Thursday, October 23, 2008

We Know Very Little About His Early Life.


One has to believe that Janardhanam hailed from Visakhapatnam district. We do not have any documentary evidence to support this claim. He belonged to a time that is more than one century old to our time. We hardly find any record of ordinary people who lived in these times. One has to collect pieces of data obtained orally and join them together to get an insight into those lives. Most of his relatives have names originally belonging to this district. We do not know much about his family, since he lost his parents when he was very young, and he could not recall much about his ancestors. His mother died of a jungle fever, and his father groomed him to be an able-bodied young man. Janardhanam was strong and intelligent. He was a master of several skills that were normally known only to nomads frequenting forest areas. He learnt cultivation from his father. He was well-versed in all farm activities: tilling, casting seeds, and harvesting. He could climb tall trees for collecting toddy, hunt for wild animals in deep forests, and swim in fresh water lakes with ease and grace. He used to participate in all the martial arts events for the Dasara festival every year in his village. He had his own set of kingly weapons like bow and arrow and a country-made gun. He and his father used to cut wood from the forest for cooking. They used to sell some of the excess wood to outsiders in the weekend-bazaar at a fair price There is enough evidence to show that Janardhanam came from a well-to-do respectful family, and never had to face the pangs of poverty due to any of the famines in that area.

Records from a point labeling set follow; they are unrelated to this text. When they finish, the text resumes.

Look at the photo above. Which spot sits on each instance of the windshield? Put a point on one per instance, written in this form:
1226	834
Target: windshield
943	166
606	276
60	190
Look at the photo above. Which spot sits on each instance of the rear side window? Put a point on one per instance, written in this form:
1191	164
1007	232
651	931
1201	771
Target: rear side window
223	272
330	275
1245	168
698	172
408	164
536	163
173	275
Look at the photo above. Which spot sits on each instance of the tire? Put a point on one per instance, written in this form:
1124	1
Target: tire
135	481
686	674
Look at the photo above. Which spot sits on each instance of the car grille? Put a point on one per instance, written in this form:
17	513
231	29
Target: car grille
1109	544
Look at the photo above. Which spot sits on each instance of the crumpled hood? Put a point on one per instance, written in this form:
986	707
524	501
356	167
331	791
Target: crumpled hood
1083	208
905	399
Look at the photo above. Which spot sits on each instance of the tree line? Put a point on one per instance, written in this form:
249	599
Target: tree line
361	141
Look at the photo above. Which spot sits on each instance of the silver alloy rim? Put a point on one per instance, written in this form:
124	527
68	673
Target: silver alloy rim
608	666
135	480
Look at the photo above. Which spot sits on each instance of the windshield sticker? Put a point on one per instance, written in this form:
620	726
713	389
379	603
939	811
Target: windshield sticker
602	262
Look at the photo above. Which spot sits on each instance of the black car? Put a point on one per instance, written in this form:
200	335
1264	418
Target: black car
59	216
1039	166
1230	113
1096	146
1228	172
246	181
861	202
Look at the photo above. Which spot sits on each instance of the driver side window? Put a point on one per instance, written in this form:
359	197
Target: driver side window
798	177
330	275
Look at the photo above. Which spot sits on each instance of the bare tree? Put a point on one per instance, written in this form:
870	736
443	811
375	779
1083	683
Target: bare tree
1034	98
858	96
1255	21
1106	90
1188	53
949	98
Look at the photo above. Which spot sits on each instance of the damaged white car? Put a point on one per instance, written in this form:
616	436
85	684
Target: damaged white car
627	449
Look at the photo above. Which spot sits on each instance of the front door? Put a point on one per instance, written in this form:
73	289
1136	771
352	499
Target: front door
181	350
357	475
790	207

Janardhanam was the only child of a farmer living in a forest village bordering on the areas connecting Visakhapatnam and Rajahmundry districts. His early childhood was spent in forests, hills, and sea coasts. He led an adventurous life in the wilderness of deep forests. He accompanied his father to the weekend-bazaar where they sold the food items they collected from land and forest. His father seems to have contacts with some low-level English officers.His father seems to have friends who loved books. Janardhanam never went to school. There were no schools in his time. He faintly recalls having learned to write by tracing letters in sand under the guidance of an old Brahmin. He learned to read and write before he came to Visakhapatnam town. He could sign in English though he did not know any English. Janardhanam could read sign boards written in Telugu script and interpret their meaning.

He had a house of his own. Everyone had a house in his time unless one chose to be a nomad. There was no dearth for good food and other creature comforts unless a famine did violence to their area. Unlike the dwellers of the plains, people of his area could feed themselves with forest produce even during times of intense famine. His father died of some unknown jungle ailment when Janardhanam was about 15. He was comforted by his neighbours and some distant relatives. He learned to live alone. He befriended a boy from Visakhapatnam and learned the basics of carpentry. He made a few simple household furniture items and sold them to the English. Janardhanam and his carpenter friend worked with an English family for a year. Wooden items did not interest Janardhanam. He believed that big is beautiful. He wanted to build big houses like those he saw in Visakhapatnam. He wanted to build tall erect houses with brick and limestone. He succeeded in building a small brick house for an English man with the help of his carpenter friend. If things had gone this way, he would never have left his own place. One day he met a young girl Ramanujamma in the weekend-bazaar. She told him of a great bridge being constructed on river Godavari in Rajahmundry district.